According to the CEF’s latest snapshot, under-recoveries for petrol and diesel have trended lower over April, reducing looming price hikes by as much as 73%.

The current review period (27 March to 30 April 2026) began with an under-recovery of R7.88 per litre for petrol 95 and R17.57 per litre for diesel (0.005% sulphur).

However, as the final week of the month approaches, the CEF is now showing much smaller under-recoveries.

Petrol is showing an under-recovery of between R1.82 and R2.14 per litre, down 73% from the start of the month.

Meanwhile, diesel has pulled back to an under-recovery of around R5.93 per litre, down more than 66% over the same period.

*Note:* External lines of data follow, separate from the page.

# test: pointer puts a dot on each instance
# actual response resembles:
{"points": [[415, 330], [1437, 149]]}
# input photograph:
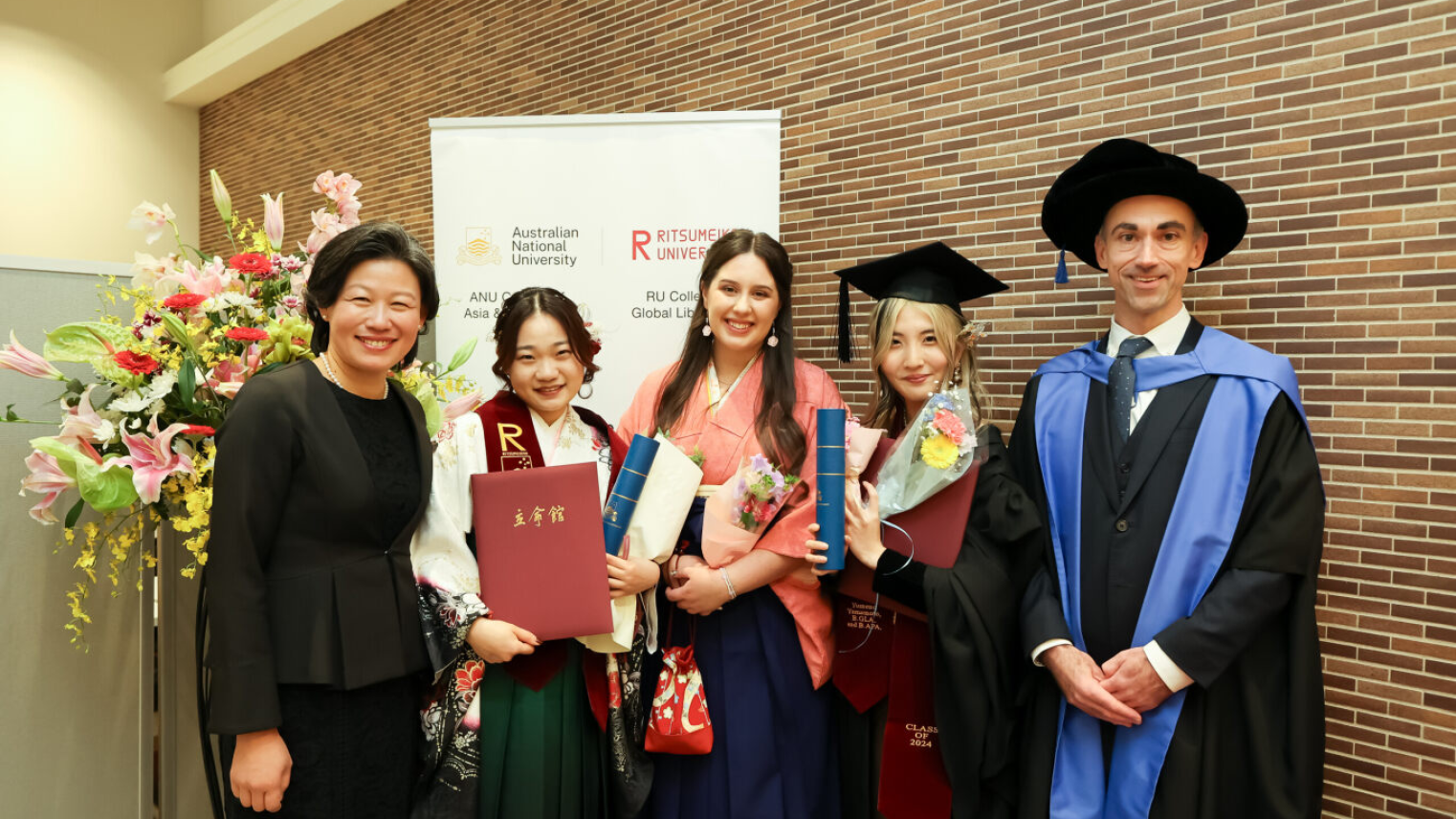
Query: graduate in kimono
{"points": [[510, 729], [1174, 612], [957, 666], [761, 623]]}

These are the projected levels at the end of week 3:

  • Petrol 93: increase of R1.82 per litre
  • Petrol 95: increase of R2.14 per litre
  • Diesel 0.05% (wholesale): increase of R5.92 per litre
  • Diesel 0.005% (wholesale): increase of R5.93 per litre
  • Illuminating paraffin: increase of R4.99 per litre

The CEF does not provide daily snapshot data for LP Gas, so it is not currently possible to provide an expected price for the coming month.

Petrol 95 daily projections (for May 2026)

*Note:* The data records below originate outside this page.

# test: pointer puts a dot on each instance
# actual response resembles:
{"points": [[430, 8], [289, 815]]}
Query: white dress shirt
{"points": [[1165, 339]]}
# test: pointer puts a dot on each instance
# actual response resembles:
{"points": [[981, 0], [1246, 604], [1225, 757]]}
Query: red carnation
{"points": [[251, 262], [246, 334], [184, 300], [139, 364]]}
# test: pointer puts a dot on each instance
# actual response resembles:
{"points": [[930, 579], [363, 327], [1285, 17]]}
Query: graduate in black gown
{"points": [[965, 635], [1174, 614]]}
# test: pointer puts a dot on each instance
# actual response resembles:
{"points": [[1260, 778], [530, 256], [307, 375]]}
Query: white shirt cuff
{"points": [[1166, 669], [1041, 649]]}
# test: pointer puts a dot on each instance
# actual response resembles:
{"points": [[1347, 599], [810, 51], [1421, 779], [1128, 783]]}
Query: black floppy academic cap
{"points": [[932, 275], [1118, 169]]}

Diesel (0.005%) wholesale daily projections (for May 2026)

While the data shows a significant swing from the start of the month, market volatility around the war in the Middle East remains a major determining factor.

The CEF data shows that the price of international petroleum products (driven by oil prices) is the biggest contributor to the under-recovery, accounting for basically the entirety (99.5%) of the shortfall.

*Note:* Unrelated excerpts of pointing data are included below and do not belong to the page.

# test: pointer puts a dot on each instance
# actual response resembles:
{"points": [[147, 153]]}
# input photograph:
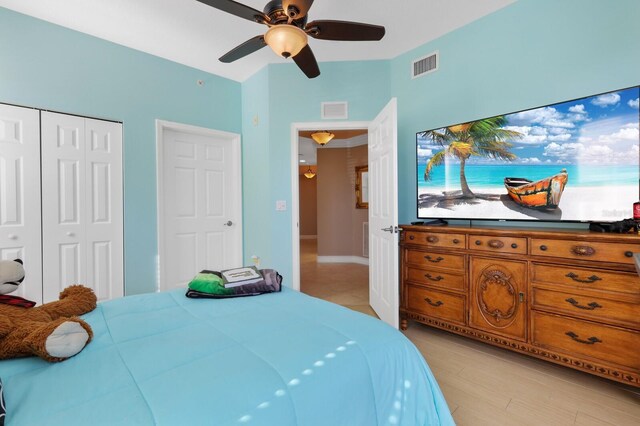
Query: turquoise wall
{"points": [[46, 66], [528, 54], [256, 186]]}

While the rand has weakened amid the risk sell-off turmoil in the Middle East, it has remained remarkably resilient in relative terms.

After trading below R16/$ in the first months of the year, it buckled to over R17/$ at the onset of the war, but has remained in a relatively stable trading range around R16.50/$.

On Friday (24 April), the rand weathered the latest wave of news that peace negotiations between the US and Iran had stalled, again dampening hopes for an immediate easing of Middle East tensions.

It is currently trading at R16.64/$, just 0.4% weaker.

However, the global oil price has moved back over $100 a barrel on the same news, keeping the pressure on local fuel recoveries.

South Africa is a net importer of energy and is highly exposed to fluctuations in global energy prices.

Oil rose on Friday on concerns of a renewed military escalation in the Middle East after Iran released footage of commandos boarding a cargo ship in the Strait of Hormuz.

There has been a distinct lack of progress in reopening the key waterway. Navigation through the strait, which before the war carried about a fifth of global oil output, remains effectively blocked.

Various analyses and scenario forecasting for global energy prices are tied to the length of the conflict. The longer it continues, the worse things get for fuel prices.

The R3 per litre axe over motorists’ heads

While fuel under-recoveries have reduced significantly, South African motorists and energy users are still sitting with a sizeable R3.00 per litre question unanswered.

The National Treasury cut fuel levies in South Africa by R3.00 per litre in April to shield users from the sudden price shock. However, this is set to expire on 6 May.

Finance Minister Enoch Godongwana has noted that the government is considering extending the relief, but has warned that it cannot be sustained for a long time.

Godongwana previously stated that the relief would come at a cost of R6 billion to the fiscus, with economists indicating that extending the relief would push this to between R10 billion and R12 billion.

The rub for taxpayers is that whatever relief is provided, and for however long it is provided for, has to be budget-neutral, which means that the cost must be collected through other measures in the current financial year.

When similar relief was provided in 2022, the National Treasury implemented a staggered recovery, adding the fuel levy back to prices over a period of two months.

Because of this, what should have been a R1.80 per litre increase to petrol in July 2022 became a R2.60 increase instead.

What should have been a R2 per litre cut to petrol prices in August 2022—the termination of the relief that year—ended up being a cut of R1.30 per litre.

Adding the current relief back in full would push May’s projected hike from R2 a litre to R5 a litre for petrol and from R6 a litre to R9 a litre for diesel.

With fuel prices expected to remain under strain for the foreseeable future, there may simply not be a good time to add it back.

Whatever approach is taken this time around, the result will be the same: fuel users will pay.